La inflación amenaza con repuntar en Europa si el petróleo se mantiene caro, lo que añade presión a un crecimiento económico ya débil. El instituto Ifo en Alemania mantuvo su previsión de crecimiento en 0,8% para 2026, pero advirtió que la proyección depende de la duración del encarecimiento energético.

El impacto sectorial fue desigual. Entre los valores más perjudicados en las bolsas europeas figuran inmobiliarias y constructoras como Persimmon (-6,31%), mientras que empresas vinculadas a la energía, como Repsol (+2,63%), BP (+2,96%) y Shell (+2,59%), se beneficiaron de la subida del crudo.
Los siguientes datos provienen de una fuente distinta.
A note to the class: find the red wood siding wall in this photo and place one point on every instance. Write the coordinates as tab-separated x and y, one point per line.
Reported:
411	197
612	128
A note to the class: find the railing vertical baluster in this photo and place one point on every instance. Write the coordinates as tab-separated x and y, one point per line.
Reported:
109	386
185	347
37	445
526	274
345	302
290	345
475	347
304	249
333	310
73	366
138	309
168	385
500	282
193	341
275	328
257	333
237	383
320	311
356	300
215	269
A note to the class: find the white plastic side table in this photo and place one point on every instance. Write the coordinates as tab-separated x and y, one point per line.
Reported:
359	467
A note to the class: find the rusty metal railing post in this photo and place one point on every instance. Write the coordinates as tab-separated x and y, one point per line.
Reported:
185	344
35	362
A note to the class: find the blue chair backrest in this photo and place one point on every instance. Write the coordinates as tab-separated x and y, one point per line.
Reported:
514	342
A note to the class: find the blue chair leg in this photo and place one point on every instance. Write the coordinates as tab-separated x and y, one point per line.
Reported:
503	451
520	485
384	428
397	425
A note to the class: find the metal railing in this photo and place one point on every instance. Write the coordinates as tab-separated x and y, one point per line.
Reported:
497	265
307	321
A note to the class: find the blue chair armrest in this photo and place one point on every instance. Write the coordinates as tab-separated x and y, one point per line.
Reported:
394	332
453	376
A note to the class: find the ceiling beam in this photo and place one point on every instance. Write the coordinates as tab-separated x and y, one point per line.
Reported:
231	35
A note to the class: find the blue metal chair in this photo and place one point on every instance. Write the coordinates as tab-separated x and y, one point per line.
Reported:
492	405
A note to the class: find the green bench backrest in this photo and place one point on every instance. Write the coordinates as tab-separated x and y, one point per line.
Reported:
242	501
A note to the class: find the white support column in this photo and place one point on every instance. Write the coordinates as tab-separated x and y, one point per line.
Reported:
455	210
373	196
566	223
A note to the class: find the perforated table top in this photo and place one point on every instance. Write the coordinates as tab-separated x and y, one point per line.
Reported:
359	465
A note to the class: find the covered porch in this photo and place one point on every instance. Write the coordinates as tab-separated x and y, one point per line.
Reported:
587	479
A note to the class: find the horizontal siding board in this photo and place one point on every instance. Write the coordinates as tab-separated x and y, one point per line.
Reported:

Otros sectores defensivos también avanzaron: los servicios públicos del STOXX 600 sumaron 1,8% y el gas subió 3% hasta 50,615 euros el megavatio hora.

El indicador de volatilidad .V2TX en Europa se mantuvo en niveles elevados semejantes a los de abril de 2025, reflejando la persistente incertidumbre. El mercado prevé que, si la guerra se prolonga, los bancos centrales podrían verse obligados a endurecer su política monetaria para contener la inflación, según analistas como Yago Serrano de XTB.

A pesar de algunos resultados empresariales positivos, como los de Zalando (+9,5%) y Brenntag (+5,1%) en Fráncfort, el clima bursátil europeo sigue marcado por el temor a un conflicto largo y a sus efectos sobre la energía y los precios, mientras el desenlace en Ormuz y Medio Oriente continúa siendo incierto.